Samsun’da 14 Mayıs 2023 Genel Seçimleri tamamlandı.
Seçim sonucunda;
AK PARTİ: 5
CHP: 2
MHP: 1
İYİ Parti: 1 vekil çıkardı.
Vekil hesaplama nispi temsil hesaplama yöntemi olan “D'Hondt sistemi”ne göre yapılıyor.
D'Hondt sisteminde hesaplama yöntemini daha önce yazdığım için burada uzun uzun anlatmaya gerek yok. Merak eden internetten de bulabilir.
Hesaplama ile ilgili sorun aslında şurada;
Her seçim sonrasında “şu kadar oyla şu vekil kaybetti” lafları çıkar.
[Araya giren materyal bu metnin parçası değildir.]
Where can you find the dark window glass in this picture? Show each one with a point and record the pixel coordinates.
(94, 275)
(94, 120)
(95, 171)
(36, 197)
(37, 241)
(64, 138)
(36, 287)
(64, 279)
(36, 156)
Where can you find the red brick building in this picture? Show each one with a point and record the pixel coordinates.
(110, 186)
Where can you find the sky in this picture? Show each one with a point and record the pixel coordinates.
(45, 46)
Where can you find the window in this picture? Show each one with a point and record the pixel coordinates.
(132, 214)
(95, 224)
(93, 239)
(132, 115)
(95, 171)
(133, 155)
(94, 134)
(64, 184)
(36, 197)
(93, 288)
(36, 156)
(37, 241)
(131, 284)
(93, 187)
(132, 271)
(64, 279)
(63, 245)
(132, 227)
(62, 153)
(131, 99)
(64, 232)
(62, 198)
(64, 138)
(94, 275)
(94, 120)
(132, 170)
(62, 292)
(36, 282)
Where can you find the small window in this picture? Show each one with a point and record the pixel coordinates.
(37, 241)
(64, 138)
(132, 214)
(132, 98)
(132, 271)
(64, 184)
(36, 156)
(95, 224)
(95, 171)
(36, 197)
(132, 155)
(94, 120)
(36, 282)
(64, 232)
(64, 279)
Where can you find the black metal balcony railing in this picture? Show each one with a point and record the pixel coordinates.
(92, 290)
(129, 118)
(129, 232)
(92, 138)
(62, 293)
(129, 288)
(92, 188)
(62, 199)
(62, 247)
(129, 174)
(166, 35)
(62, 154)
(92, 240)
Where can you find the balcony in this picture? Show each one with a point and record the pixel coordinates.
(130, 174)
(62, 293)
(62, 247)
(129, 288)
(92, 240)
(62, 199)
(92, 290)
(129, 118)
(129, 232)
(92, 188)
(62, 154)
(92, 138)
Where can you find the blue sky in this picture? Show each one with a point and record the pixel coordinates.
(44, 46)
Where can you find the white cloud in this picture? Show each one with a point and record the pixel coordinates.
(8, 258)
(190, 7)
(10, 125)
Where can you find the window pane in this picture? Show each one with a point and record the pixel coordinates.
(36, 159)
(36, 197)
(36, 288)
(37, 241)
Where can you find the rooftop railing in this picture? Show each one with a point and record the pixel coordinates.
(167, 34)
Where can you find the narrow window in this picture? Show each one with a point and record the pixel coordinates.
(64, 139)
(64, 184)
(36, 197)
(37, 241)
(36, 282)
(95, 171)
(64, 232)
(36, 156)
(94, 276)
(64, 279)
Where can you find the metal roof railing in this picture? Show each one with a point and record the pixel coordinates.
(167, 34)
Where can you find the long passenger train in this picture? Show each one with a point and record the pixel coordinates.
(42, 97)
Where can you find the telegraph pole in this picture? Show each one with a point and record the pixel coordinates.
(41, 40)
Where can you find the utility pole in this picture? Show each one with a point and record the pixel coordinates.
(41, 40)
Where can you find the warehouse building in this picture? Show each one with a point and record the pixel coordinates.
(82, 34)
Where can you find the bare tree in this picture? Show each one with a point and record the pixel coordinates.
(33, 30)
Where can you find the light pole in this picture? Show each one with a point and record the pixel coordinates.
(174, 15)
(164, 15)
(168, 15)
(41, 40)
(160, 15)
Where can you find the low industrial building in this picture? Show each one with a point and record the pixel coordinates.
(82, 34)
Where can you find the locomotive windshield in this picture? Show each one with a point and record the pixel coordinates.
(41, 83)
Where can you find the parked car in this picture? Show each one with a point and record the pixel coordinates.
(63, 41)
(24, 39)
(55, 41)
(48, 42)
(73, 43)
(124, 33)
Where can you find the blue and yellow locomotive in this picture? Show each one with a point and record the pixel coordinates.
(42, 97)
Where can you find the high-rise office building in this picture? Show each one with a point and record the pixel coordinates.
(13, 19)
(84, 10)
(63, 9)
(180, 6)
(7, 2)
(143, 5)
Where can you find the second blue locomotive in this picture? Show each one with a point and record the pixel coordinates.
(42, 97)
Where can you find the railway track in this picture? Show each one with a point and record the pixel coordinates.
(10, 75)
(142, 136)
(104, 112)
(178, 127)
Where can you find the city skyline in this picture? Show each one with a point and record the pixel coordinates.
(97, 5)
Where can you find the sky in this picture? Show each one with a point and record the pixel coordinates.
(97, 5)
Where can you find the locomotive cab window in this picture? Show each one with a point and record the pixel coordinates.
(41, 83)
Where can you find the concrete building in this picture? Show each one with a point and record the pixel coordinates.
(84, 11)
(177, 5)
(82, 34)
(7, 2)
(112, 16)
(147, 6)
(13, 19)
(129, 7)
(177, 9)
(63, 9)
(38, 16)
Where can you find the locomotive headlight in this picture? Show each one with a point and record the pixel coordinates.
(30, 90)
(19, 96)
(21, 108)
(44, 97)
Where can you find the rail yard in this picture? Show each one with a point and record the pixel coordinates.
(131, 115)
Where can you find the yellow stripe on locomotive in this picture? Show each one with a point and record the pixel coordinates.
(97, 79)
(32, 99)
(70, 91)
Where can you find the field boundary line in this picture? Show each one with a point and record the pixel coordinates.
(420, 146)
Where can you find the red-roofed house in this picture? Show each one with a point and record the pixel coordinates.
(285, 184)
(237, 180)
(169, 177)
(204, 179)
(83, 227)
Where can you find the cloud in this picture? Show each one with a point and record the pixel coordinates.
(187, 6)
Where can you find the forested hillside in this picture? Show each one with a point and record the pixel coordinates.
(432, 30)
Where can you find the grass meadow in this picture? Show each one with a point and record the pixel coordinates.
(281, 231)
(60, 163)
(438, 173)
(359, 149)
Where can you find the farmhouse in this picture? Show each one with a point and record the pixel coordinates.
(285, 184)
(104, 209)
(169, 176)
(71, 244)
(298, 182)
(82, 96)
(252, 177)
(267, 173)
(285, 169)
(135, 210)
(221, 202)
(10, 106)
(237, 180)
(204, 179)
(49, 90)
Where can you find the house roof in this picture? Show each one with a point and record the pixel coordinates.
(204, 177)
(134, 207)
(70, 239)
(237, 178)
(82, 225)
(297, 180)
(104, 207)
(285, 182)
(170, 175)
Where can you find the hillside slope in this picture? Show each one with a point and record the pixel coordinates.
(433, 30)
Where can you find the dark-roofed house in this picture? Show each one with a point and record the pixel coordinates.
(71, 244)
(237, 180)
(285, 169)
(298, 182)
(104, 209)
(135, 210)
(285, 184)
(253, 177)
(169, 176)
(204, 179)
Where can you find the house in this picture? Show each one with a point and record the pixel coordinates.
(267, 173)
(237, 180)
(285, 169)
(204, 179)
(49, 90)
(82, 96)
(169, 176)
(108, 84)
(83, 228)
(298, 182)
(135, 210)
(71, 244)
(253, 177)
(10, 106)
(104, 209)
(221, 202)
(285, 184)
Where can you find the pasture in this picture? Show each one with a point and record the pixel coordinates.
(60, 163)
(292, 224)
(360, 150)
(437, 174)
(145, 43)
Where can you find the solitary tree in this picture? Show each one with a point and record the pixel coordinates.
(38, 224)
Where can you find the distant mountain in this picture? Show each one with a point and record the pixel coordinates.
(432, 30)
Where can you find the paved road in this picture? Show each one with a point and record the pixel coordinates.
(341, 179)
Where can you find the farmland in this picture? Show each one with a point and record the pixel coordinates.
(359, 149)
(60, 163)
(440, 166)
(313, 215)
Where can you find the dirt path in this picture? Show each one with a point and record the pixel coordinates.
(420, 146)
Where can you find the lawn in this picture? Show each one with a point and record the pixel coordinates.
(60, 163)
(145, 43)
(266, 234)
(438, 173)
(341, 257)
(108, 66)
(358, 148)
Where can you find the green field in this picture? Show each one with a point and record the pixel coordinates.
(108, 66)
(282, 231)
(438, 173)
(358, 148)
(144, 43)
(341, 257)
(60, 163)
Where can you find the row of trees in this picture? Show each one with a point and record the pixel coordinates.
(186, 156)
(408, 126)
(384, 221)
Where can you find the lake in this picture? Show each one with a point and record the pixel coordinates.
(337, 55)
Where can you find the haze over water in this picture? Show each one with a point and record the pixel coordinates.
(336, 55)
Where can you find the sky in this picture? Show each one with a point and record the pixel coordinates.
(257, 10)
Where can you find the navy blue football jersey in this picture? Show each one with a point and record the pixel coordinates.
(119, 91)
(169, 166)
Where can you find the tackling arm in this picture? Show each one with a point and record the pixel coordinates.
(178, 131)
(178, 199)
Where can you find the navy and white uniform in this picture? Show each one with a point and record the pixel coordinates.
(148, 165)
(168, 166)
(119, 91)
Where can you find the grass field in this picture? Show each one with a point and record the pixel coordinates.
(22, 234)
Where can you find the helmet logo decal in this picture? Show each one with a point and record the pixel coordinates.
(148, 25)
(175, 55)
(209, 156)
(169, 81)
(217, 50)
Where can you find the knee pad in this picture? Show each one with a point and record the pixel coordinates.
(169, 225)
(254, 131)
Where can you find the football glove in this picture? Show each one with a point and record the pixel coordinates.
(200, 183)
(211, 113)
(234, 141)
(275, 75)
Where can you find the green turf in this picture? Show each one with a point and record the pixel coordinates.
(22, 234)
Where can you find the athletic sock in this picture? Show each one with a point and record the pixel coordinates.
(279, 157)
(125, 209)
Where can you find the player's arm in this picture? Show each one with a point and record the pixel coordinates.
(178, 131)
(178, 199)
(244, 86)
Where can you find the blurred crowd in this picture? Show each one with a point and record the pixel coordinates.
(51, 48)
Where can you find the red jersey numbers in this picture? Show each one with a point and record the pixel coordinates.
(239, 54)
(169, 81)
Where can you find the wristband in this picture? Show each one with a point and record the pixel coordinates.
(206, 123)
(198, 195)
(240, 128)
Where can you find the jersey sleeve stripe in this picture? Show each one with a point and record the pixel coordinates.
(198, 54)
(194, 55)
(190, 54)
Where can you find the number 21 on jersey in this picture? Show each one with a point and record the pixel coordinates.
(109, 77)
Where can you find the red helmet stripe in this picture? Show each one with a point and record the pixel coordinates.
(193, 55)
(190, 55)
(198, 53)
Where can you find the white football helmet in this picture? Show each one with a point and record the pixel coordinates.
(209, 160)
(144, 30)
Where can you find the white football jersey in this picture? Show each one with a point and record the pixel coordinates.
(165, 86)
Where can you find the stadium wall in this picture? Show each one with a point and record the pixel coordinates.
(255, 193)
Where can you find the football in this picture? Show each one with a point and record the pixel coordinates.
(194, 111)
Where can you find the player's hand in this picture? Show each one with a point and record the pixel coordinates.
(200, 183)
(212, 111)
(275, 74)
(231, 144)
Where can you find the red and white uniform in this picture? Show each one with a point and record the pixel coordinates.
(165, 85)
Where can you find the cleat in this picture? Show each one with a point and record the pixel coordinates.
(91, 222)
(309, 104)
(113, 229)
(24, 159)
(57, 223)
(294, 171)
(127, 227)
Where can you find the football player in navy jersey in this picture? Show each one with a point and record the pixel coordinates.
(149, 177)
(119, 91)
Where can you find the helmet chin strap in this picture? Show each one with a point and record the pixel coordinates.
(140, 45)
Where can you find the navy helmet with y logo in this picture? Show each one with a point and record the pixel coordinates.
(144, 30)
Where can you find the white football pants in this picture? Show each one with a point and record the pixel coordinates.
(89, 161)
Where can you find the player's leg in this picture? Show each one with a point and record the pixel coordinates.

Genelde verilen rakamlar küçük farklar olsa da işin aslı öyle değildir.
Bu seçimlerde Samsun’da;
+1 vekile en yakın parti MHP idi.
MHP’nin 2. vekili çıkarması için yaklaşık 18.000 civarı ilave oya ihtiyacı vardı.
İYİ Parti’nin 2. vekili çıkarması için 38.000 civarı ilave oya ihtiyacı vardı.
Yeniden Refah’ın 1 vekil çıkarması için 39.000 civarı ilave oya ihtiyacı vardı.
CHP’nin 3. vekili çıkarması için yaklaşık 76.000 civarı ilave oya ihtiyacı vardı.
Durum böyle olunca AK PARTİ’nin 5. vekili +18.000 oy olmasaydı 4 vekil çıkarıyordu. Yani birbirine en yakın vekil çekişmesi AK PARTİ’nin 5. sırası ile MHP’nin 2. sırası arasında oldu dersek yanlış olmaz. Elbette buna ilave gitti-geldi oy da hesaplanır ama o kadar akıl karıştırmaya gerek yok.
***
PARTİNİN VEKİLİ YERİNE MİLLETİN VEKİLİ SEÇMEK İSTERSEK!
Seçimlerde eskisi gibi ön seçimler yapılmıyor. Bir dönem yapılmıştı. Ön seçimlerdeki sıralamaya da uyulmadığı dönemlerde olmuştu. Ön seçimler olan partilerde de meşhur “tavşan aday” olayları yaşanıyordu.
Ön seçimler Tür Siyasi Hayatında “temayül yoklaması”na evrildi. Önceleri temayül yoklamalarına uyulsa da sonraları mevcut vekilleri temayüle sokmadılar. Sonralarında ise “tabanın meyletmeleri ölçüm aracı”na döndü “gaz alma” haricinde hiç uyulmadı.
Bu arada temayülün Türkçesi “kimseye ilgi duyma, meyletme” anlamına geliyor.
Peki partinin vekili yerine milletin vekili seçmek istersek;
Öncelikle siyasi parti teşkilatları üyelerine vekil aday adaylarının listeye gideceklerini YSK kontrolündeki seçimlerle belirlenmeli. Devamında “tercihli oy” yöntemiyle partinin vekil adayına doğrudan oy verilmeli. En çok oyu alanlar aralarında sıralanmalı ve partinin o bölgede aldığı oy oranında “D'Hondt sistemi”ne göre seçilen vekiller hesaplanmalı. Böylelikle vekil sıralaması diye bir durum da ortadan kalkmış olacaktır.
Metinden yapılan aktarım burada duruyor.